8. Observe his mannerisms & meet him where he’s at.

This might sound weird, but studies have shownthat human beings are more likely to be attracted to people who mimic them – not in a kiss ass sort of way, of course. All of this can be applied for eye contact, crossing of the legs, touching, laughing, drinking together, but never EVER should it be applied to cell phones (I hate dating a man glued to his iPhone). Mimicking is a subconscious sign of affection – it shows how much you like him, and he will respond well to that. If you want a man to feel like you’re into him, try copying him just a tad.
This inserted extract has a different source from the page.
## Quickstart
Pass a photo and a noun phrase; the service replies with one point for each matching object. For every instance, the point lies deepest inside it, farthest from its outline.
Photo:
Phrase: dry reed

10 Scientist Approved Dating Tips For Gay Men 1: http://www.lovementomen.com/

9. Touch him the right way.

Whether you think so or not, there are multiple ways to touch him that will make him think differently about you. A simple embrace isn’t going to cut it. One study from the journal Social Influenceseparates these types of touching as “Friendly,” which are shoulder pushes, taps, and handshakes; “Plausible Deniability,” which are a touch around the waist or forearm; and “Nuclear,” which are sure signs of attraction, i.e. touches on the face and neck specifically. If you really want him to know you’re attracted to him, take it a step up from the friendly touches.

10. It’s all about the Feet.

This isn’t exactly new information, but it is something everyone forgets about. Since feet are the furthest part of the body from the brain, we have little conscious control over what they’re doing, and, most importantly, where they’re pointing. 8 times out of 10 they’re pointing in the direction our subliminal focus lies – if his are pointing to you, it’s a great sign!